This presentation will focus on latency estimation between an inertial motion sensor and a Vessel Mounted  Lidar (VML) and on a new method for accraute LIDAR bore-sight calibration method. This orientation latency is a major source of error for kinematic mapping systems and is generally not well known.

After deriving a estimate of orientation latency, we shall present an experimental set-up that implements this estimation technique. We shall demonstrate that orientation latency can be estimated without geo-referencing the LIDAR data, which cancel out errors due to the positioning system. Our procedure is capable to estimate the latency of a complete acquisition system, including a acqusition computer and software, a inertial motion unit, and a VML. Experimental results will prove that our precision and accuracy on latency estimation is less than 0.06 ms which makes it attractive for any VML or airborne Lidar application.

We shall present experimental results obtained with an experimental set-up including a Leica HDS6200 LIDAR, and a OCTANS4 IMU connected to the Qinsy acqusition software. By using this set-up, we proved that we can accurately estimate the OCTAN4. We also proved that acquisition driver parametrisation may affect the latency, and that our method is capable of estimating the latency induced by any variation of the buffer size.

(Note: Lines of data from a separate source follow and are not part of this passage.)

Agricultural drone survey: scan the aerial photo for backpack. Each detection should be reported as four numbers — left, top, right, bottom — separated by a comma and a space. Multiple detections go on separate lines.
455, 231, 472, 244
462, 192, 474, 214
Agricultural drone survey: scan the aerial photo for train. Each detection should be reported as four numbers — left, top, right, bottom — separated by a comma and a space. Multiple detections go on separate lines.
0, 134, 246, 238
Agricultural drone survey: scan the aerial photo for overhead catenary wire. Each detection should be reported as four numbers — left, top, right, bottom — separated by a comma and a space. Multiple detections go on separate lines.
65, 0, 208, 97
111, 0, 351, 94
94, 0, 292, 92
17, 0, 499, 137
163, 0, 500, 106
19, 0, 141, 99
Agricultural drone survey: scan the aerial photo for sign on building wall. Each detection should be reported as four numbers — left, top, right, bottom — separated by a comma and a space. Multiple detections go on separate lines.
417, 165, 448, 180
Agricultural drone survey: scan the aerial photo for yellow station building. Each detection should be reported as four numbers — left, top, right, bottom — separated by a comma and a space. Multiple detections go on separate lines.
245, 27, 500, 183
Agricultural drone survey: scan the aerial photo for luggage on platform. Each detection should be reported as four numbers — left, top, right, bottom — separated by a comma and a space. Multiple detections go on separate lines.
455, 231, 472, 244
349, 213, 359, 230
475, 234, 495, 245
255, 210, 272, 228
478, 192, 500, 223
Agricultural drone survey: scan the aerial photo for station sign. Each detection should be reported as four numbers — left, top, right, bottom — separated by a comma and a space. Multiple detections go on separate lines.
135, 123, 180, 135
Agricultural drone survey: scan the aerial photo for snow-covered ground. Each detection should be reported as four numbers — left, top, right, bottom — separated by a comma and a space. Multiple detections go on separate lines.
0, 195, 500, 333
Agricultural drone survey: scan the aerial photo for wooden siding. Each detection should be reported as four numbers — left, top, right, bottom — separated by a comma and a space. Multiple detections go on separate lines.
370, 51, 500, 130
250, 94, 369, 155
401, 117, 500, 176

Following the same lines, we designed a LIDAR bore-sight angle calibration method that can work without positioning, which therefore cancel out calibration errors due du positioning errors. This calibration methods is based on several static scans of a trihedral made with cylinders, and allows to compute very accurately bore-sight angles through an iterative procedure which also returns a quality index of the calibration.